Spin dynamics of electrons, holes, and excitons in lead-halide perovskite semiconductors

Bulk lead-based perovskite and their nanostructures are a promising platform for spintronics [1] due to their long spin lifetime due to the suppression of the dominant spin relaxation mechanisms [2,3,4]. Exciton spin polarization at cryogenic temperatures in bulk perovskite crystals with near-cubic (FA₀.₉Cs₀.₁PbI₂.₈Br₀.₂, FAPbBr₃) and orthorhombic (MAPbI₃, CsPbBr₃) symmetries has high degree of optical orientation up to 85%, indicating strong spin selectivity and efficient spin initialization under circularly polarized excitation [2,3,5]. Spatial confinement of excitons in CsPbI₃ nanocrystals leads to a regime in which spin properties are governed primarily by the electron–hole exchange interaction within excitons, providing enhanced control over spin dynamics.

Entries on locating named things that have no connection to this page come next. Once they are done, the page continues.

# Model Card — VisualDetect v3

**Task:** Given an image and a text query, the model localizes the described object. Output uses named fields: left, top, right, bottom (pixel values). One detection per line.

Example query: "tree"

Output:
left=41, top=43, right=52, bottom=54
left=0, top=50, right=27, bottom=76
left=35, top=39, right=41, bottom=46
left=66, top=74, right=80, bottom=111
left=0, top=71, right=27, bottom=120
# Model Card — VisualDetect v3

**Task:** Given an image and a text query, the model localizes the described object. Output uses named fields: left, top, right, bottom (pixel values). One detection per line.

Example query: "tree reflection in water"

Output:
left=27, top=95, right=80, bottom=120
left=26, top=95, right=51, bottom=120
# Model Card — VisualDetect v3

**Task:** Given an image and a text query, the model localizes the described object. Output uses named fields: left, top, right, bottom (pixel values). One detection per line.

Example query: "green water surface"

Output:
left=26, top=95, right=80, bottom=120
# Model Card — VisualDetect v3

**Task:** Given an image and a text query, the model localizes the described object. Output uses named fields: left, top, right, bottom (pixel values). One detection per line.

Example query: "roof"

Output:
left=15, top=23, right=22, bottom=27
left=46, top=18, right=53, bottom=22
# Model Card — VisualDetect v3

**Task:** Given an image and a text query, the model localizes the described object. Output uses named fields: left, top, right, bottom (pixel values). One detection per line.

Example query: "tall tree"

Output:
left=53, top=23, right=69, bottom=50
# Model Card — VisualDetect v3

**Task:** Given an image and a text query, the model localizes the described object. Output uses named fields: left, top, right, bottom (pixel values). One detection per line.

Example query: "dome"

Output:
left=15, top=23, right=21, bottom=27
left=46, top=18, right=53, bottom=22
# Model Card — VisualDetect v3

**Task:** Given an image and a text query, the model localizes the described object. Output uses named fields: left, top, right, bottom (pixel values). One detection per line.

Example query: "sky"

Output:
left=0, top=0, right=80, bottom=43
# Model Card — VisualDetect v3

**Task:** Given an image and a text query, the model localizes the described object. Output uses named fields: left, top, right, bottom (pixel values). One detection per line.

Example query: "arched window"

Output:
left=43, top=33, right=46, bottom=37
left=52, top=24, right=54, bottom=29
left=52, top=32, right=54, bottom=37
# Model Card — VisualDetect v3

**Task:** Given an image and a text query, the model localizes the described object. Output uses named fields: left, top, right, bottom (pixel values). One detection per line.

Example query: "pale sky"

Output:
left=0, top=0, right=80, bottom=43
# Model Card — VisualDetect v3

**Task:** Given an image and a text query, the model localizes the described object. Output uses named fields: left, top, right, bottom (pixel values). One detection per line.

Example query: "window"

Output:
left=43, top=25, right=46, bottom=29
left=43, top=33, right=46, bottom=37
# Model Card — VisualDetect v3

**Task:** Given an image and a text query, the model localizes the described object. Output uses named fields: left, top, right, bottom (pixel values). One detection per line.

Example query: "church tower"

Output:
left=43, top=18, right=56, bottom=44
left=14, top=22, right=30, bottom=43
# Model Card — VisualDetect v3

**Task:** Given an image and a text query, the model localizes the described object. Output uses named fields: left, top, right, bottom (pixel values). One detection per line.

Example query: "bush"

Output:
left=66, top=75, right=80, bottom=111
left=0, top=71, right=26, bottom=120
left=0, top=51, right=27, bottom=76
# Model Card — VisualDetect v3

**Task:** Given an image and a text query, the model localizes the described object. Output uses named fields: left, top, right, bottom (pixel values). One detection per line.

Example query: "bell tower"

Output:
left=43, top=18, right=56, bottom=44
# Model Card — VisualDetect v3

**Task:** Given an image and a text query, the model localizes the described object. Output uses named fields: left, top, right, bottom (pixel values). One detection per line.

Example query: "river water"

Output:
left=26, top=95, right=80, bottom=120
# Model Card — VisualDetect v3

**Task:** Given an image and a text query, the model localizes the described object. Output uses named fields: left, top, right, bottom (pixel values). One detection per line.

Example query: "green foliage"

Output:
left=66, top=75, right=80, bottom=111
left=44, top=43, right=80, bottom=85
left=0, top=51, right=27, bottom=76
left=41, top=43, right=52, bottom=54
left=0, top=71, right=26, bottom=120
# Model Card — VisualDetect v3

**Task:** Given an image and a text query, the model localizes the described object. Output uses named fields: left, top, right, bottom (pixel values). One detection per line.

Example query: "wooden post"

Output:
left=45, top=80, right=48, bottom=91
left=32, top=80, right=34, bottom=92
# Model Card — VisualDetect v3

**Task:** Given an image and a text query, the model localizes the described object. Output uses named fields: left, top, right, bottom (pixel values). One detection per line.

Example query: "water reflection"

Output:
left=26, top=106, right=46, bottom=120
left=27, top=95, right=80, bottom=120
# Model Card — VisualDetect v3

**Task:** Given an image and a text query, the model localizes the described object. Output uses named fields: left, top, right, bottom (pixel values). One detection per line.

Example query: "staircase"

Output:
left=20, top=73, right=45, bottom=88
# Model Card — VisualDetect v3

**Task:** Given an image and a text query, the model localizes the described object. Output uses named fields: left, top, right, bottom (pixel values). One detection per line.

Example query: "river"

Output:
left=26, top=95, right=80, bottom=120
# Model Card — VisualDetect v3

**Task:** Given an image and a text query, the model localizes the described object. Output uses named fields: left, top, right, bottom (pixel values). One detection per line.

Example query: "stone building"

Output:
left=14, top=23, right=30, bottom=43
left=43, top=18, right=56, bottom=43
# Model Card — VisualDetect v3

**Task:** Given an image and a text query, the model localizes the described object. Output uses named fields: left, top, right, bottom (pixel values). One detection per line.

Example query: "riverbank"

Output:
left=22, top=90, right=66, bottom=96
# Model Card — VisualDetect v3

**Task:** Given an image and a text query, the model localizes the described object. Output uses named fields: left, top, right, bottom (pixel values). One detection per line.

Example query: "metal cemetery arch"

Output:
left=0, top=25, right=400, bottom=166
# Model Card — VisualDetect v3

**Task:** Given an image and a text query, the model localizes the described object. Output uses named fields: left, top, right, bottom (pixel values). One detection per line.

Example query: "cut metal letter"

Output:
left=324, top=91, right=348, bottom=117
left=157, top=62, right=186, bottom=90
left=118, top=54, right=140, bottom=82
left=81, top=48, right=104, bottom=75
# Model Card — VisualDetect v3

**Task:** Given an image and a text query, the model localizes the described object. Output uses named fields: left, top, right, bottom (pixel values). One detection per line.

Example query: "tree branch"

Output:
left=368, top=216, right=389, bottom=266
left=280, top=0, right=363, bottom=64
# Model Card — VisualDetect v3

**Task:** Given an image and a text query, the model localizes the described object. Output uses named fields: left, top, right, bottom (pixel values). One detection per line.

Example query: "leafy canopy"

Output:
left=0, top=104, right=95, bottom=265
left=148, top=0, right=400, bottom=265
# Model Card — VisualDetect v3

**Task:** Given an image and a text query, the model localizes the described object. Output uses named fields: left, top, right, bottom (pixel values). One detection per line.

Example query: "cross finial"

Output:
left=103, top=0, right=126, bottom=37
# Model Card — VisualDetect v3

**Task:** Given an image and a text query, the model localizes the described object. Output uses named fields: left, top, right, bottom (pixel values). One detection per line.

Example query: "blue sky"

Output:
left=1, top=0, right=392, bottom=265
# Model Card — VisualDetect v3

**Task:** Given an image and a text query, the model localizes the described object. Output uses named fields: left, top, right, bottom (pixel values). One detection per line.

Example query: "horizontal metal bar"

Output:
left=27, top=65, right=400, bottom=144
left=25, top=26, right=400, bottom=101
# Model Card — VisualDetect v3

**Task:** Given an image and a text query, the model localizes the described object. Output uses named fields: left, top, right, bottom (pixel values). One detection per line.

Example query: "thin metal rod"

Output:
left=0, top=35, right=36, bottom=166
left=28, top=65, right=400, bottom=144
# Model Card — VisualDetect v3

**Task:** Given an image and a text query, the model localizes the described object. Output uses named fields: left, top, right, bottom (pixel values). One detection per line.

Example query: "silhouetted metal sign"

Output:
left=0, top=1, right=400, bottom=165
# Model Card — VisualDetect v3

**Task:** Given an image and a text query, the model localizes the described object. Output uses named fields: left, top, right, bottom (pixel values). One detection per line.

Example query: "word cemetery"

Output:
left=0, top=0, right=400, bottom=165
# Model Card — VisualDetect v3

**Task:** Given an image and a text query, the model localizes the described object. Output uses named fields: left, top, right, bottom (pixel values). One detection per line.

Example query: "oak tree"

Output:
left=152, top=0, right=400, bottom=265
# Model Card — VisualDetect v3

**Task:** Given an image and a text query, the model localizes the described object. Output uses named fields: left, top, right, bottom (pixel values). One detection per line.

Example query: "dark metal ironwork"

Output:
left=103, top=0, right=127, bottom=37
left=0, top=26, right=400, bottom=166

At the same time, spatial confinement of both excitons and acoustic phonons in CsPbI₃ nanocrystals results in significant enhancement of exciton–phonon interaction. This makes it possible to observe confined acoustic phonon modes in Raman scattering spectra. The size dependence of the acoustic phonon energies, combined with comparison to theoretical models, enables reconstruction of the nanocrystal shape and size without the need for transmission electron microscopy [6].

Furthermore, in an external magnetic field, magneto-optical techniques provide a powerful optical tool to determine the g-factors of excitons, electrons, and holes, and to gain insight into the mechanisms of electron–hole interaction and hyperfine interaction with nuclei spins [4,7]. Measurements of g-factor anisotropy allow one to optically identify the presence of domain structures in the bulk MAPbI₃ crystals, associated with different orientations of the crystallographic axes. 

Overall, exciton–phonon interactions in both bulk and nanocrystalline perovskites play a key role in the spin dynamics of excitons. These results highlight the importance of composite excitations, involving coupled spin, excitonic, and phononic degrees of freedom, for understanding and controlling spin-related phenomena in lead-halide perovskites.

References

[1] Organic Inorganic Perovskites: Physical Properties and Applications. (eds. Z. V. Vardeny and M. C. Beard) (World Scientific,2022).

[2] N. E. Kopteva, et al., Highly-polarized emission provided by giant optical orientation of exciton spins in lead halide perovskite crystals, Advanced Science, 11, 2403691 (2024). 

[3] N. E. Kopteva, et al., Effect of crystal symmetry of lead halide perovskites on the optical orientation of excitons, Advanced Science, 12, 2416782 (2025). 

[4] E. Kirstein, et al., Mode locking of hole spin coherences in CsPb(Cl,Br)₃ perovskite nanocrystals, Nature Comm., 14, 699 (2023). 

[5] Kopteva, N. E.; et al., Optical orientation of excitons and charge carriers in methylammonium lead iodide perovskite single crystals in the orthorhombic phase. Phys. Rev. B, 111, 195201 (2025).

[6] C. Harkort, et al., Confined acoustic phonons in CsPbI₃ nanocrystals explored by resonant Raman scattering on excitons. NANO Letters 25, 12754 (2025).

[7] C. Harkort, et al., Spin-Flip Raman Scattering on Electrons and Holes in Two-Dimensional (PEA)₂PbI₄ Perovskites. Small 19, 2300988 (2023).